経済解析室

第3次産業活動指数、鉱工業指数などを使って、経済産業の「今」について考えていきたいと思います。

平成27年第4四半期の海外現地法人の活動においては、日本向け出荷が前年水準をした回り、これで2四半期連続。日本市場向け出荷において、国内回帰が垣間見られている。

 グローバル出荷指数とは、日本国内の製造業生産拠点と日本企業の海外現地法人(海外製造拠点)からの出荷(販売)数量を統一的に把握出来るように作成した指数です。現在は、平成22年平均を100とした指数の形で、四半期ごとに作成しています。

 今回は、平成27年、2015年第4四半期(10-12月期)の指標をとりまとめることができたので、その結果について順次、御紹介していきたいと思います。

 

 日本製造業の日本国内/海外拠点からの出荷を合計したグローバル出荷指数の前年水準との比較(前年同期比)との比較を説明します。

 平成27年第4四半期のグローバル出荷指数の前年同期比はプラス0.2%上昇となっており、10期連続で前年同期比プラスが続いています。とはいえ、その前年同期比上昇幅は0.2%に留まり、前年に比べてあまり水準が上昇しているとは言えません。

 内訳をみると、海外出荷指数は、前年同期比2.9%上昇と16期連続で前年同期比プラスでした。
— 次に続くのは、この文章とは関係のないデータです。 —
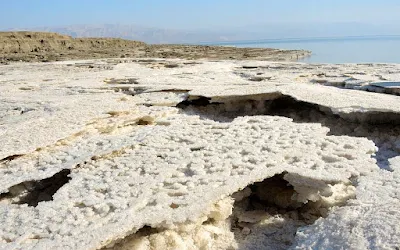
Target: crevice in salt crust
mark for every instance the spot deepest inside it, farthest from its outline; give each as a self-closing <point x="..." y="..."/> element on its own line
<point x="264" y="215"/>
<point x="33" y="192"/>
<point x="383" y="128"/>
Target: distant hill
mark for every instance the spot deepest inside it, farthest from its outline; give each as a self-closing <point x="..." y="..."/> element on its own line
<point x="44" y="47"/>
<point x="249" y="32"/>
<point x="134" y="32"/>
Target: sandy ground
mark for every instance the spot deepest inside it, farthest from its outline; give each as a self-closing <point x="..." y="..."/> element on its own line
<point x="197" y="154"/>
<point x="45" y="47"/>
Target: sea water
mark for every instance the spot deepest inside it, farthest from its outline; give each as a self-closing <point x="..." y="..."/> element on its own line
<point x="375" y="49"/>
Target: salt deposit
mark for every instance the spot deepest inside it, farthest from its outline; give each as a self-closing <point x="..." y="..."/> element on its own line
<point x="205" y="155"/>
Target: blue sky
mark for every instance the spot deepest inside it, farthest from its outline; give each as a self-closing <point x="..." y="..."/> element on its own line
<point x="187" y="14"/>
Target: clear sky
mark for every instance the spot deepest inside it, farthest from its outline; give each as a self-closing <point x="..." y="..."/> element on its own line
<point x="192" y="14"/>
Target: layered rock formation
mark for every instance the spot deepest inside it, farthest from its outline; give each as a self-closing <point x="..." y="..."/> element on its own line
<point x="175" y="154"/>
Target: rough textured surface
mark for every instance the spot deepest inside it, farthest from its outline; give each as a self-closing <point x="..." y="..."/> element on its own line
<point x="171" y="154"/>
<point x="44" y="47"/>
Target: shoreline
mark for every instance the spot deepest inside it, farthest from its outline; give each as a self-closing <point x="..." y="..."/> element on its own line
<point x="47" y="47"/>
<point x="166" y="154"/>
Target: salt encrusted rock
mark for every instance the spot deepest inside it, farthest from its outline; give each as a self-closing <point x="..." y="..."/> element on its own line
<point x="152" y="175"/>
<point x="192" y="164"/>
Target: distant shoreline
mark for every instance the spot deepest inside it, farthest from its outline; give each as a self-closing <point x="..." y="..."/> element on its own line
<point x="306" y="39"/>
<point x="45" y="47"/>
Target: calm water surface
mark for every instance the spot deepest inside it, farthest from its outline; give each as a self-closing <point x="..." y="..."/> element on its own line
<point x="339" y="50"/>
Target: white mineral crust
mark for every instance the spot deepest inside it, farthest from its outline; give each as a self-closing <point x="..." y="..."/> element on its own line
<point x="146" y="174"/>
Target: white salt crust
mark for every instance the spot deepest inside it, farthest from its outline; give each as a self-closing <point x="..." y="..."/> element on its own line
<point x="134" y="166"/>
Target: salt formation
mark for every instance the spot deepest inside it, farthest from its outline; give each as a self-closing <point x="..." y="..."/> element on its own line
<point x="196" y="156"/>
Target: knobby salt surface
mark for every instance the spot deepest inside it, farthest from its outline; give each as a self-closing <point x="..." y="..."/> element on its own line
<point x="206" y="155"/>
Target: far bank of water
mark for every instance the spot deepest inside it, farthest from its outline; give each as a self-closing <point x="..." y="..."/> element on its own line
<point x="384" y="49"/>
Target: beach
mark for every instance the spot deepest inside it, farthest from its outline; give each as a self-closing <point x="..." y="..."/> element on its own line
<point x="203" y="153"/>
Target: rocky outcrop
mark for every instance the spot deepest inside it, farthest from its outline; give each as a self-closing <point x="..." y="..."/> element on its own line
<point x="41" y="46"/>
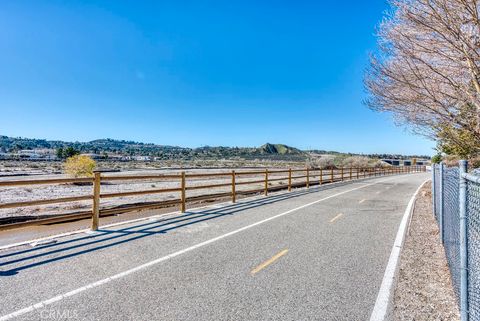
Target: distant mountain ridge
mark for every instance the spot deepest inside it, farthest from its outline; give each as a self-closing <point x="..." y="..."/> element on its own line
<point x="131" y="148"/>
<point x="278" y="149"/>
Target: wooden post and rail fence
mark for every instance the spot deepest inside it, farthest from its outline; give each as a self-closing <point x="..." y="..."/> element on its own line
<point x="323" y="176"/>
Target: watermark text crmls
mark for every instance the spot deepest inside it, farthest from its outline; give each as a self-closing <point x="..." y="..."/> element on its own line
<point x="54" y="314"/>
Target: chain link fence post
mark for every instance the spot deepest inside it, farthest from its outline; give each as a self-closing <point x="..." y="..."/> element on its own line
<point x="463" y="242"/>
<point x="434" y="192"/>
<point x="441" y="193"/>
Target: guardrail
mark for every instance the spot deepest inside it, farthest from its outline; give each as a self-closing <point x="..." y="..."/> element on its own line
<point x="234" y="179"/>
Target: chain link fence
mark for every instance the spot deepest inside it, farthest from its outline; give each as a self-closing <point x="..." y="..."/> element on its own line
<point x="456" y="200"/>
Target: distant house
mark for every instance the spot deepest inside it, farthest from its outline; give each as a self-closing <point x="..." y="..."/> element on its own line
<point x="143" y="158"/>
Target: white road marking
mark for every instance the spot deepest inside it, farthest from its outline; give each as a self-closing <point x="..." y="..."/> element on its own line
<point x="379" y="312"/>
<point x="60" y="297"/>
<point x="336" y="218"/>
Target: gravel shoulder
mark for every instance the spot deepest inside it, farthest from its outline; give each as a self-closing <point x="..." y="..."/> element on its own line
<point x="424" y="288"/>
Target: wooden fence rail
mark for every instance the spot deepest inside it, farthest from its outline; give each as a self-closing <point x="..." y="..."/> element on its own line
<point x="310" y="177"/>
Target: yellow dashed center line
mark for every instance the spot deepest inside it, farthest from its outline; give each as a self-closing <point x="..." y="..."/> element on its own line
<point x="268" y="262"/>
<point x="336" y="218"/>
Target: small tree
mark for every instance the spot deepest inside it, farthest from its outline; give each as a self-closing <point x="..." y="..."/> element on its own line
<point x="80" y="166"/>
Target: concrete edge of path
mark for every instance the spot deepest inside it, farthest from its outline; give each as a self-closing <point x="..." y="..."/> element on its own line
<point x="383" y="305"/>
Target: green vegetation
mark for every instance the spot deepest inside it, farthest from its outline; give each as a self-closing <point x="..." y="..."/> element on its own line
<point x="80" y="166"/>
<point x="103" y="148"/>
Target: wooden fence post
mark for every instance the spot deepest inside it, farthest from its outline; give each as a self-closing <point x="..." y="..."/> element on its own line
<point x="308" y="178"/>
<point x="183" y="197"/>
<point x="234" y="196"/>
<point x="96" y="200"/>
<point x="266" y="182"/>
<point x="289" y="179"/>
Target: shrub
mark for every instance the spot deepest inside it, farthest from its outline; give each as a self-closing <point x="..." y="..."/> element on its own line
<point x="356" y="161"/>
<point x="80" y="166"/>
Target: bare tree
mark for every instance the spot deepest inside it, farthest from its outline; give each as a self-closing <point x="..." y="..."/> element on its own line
<point x="428" y="70"/>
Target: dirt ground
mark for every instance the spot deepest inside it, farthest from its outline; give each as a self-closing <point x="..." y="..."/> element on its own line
<point x="424" y="287"/>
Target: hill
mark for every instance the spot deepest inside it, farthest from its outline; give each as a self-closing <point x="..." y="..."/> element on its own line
<point x="166" y="152"/>
<point x="279" y="149"/>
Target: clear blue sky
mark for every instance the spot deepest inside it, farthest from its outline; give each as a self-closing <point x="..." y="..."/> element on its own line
<point x="194" y="73"/>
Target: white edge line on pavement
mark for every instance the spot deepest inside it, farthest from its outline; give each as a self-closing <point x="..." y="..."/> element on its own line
<point x="60" y="297"/>
<point x="380" y="309"/>
<point x="248" y="198"/>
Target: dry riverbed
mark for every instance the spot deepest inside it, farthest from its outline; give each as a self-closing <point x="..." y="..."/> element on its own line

一方、国内出荷指数は、前年同期比マイナス0.8%低下となり、これで6期連続の低下が続いていることになります(これは、国内のうち、輸出向け出荷が前年同期比マイナス4.3%低下となったことによる)。

 

 ただ、増税前の駆け込み需要による出荷増要因が剥落した平成26年第2四半期を除くと、前年同期比は7%程度の上昇幅であったこの2年ほど(それ以前は、もっと上昇幅が大きい)の動きからすると、第3四半期の前年同期比4.4%上昇、そして第4四半期の前年同期比2.9%上昇は、前年水準からの伸びとしては、多少もの足り無いかも知れません。
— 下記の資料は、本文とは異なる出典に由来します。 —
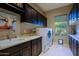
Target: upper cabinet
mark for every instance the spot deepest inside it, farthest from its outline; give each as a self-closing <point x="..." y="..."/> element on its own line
<point x="74" y="15"/>
<point x="17" y="8"/>
<point x="33" y="16"/>
<point x="29" y="15"/>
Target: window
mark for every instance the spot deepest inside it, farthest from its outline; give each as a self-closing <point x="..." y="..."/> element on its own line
<point x="61" y="25"/>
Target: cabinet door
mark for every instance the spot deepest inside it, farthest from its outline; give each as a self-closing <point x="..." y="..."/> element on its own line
<point x="34" y="48"/>
<point x="39" y="45"/>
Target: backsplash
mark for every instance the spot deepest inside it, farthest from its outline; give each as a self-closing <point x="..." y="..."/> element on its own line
<point x="28" y="29"/>
<point x="9" y="24"/>
<point x="77" y="29"/>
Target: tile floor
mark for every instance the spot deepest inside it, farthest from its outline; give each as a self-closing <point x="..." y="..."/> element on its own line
<point x="58" y="50"/>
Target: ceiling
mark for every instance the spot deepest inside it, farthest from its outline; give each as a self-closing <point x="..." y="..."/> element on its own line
<point x="49" y="6"/>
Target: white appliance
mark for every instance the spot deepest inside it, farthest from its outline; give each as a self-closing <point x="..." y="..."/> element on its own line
<point x="47" y="37"/>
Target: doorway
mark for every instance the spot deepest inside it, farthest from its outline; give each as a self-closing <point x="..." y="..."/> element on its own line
<point x="61" y="29"/>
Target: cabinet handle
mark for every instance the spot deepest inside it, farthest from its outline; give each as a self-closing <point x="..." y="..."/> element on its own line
<point x="4" y="54"/>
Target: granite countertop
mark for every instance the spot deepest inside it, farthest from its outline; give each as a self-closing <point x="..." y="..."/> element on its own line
<point x="76" y="37"/>
<point x="15" y="41"/>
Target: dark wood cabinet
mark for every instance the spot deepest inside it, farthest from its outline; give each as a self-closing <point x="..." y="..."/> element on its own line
<point x="33" y="16"/>
<point x="30" y="14"/>
<point x="74" y="46"/>
<point x="74" y="14"/>
<point x="30" y="48"/>
<point x="26" y="49"/>
<point x="12" y="7"/>
<point x="36" y="47"/>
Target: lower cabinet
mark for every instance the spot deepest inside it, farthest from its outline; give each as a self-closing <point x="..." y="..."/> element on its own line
<point x="74" y="46"/>
<point x="36" y="47"/>
<point x="30" y="48"/>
 国内・海外出荷のグローバル出荷全体への寄与をみると、海外出荷がプラス寄与、国内出荷がマイナス寄与という基調には変わりありませんが、海外出荷のプラス寄与幅が小さくなってきていること(他方で、国内出荷のマイナス寄与が小さくなっている)ことも事実です。

 

 

 そこで、海外出荷の仕向け先別内訳の変化を見てみます。

 海外出荷指数のうち、自国向け出荷(現地法人が立地している国・地域市場への出荷)は前年同期比プラス4.8%上昇と、海外出荷全体の上昇率に比べて高い伸び率を見せています。他方、海外生産の日本向け出荷は前年同期比マイナス3.5%低下と大きく低下しています。第三国向け出荷は前年同期比0.1%上昇とほぼ横ばいといえるでしょう。

 要すれば、海外現地法人の「輸出」、つまり、立地国・地域以外への出荷は前年水準を下回っているということです。特に、第三国向け出荷があまり変化していない一方で、日本向けの出荷の前年水準からの低下が大きく、これが海外出荷全体の前年比を押し下げている要因ということになります。

 

  平成26年度の指数水準と比べると、日本向け(平成26年度125.1→平成27年第4四半期126.2)、第3国向け(平成26年度131.2→平成27年第4四半期133.9)の指数がそれほど伸びていない一方で、自国向けでは、平成26年度125.6から平成27年第4四半期134.7と大きく伸びています。

 日系製造業の海外展開は、日本や第三国マーケットをターゲットにして開始され、現地法人の立地市場向けにシフトしてきていると言われますが、目下のグローバル出荷の推移を見ると、「海外の仕向け先市場で生産する」という色合いが更に強くなってきているのかも知れません。

 第3四半期のデータの段階では、日本向けの海外出荷指数の前年同期比マイナスを「珍しい」現象だと評価していました。しかし、日本向け出荷の前年同期比の低下が、2四半期連続となり、他方で、国内向けの国内出荷指数が前年同期比プラスとなったことを踏まえると、多少、「国内回帰」の動きがデータから伺えると言っても良いかと思います。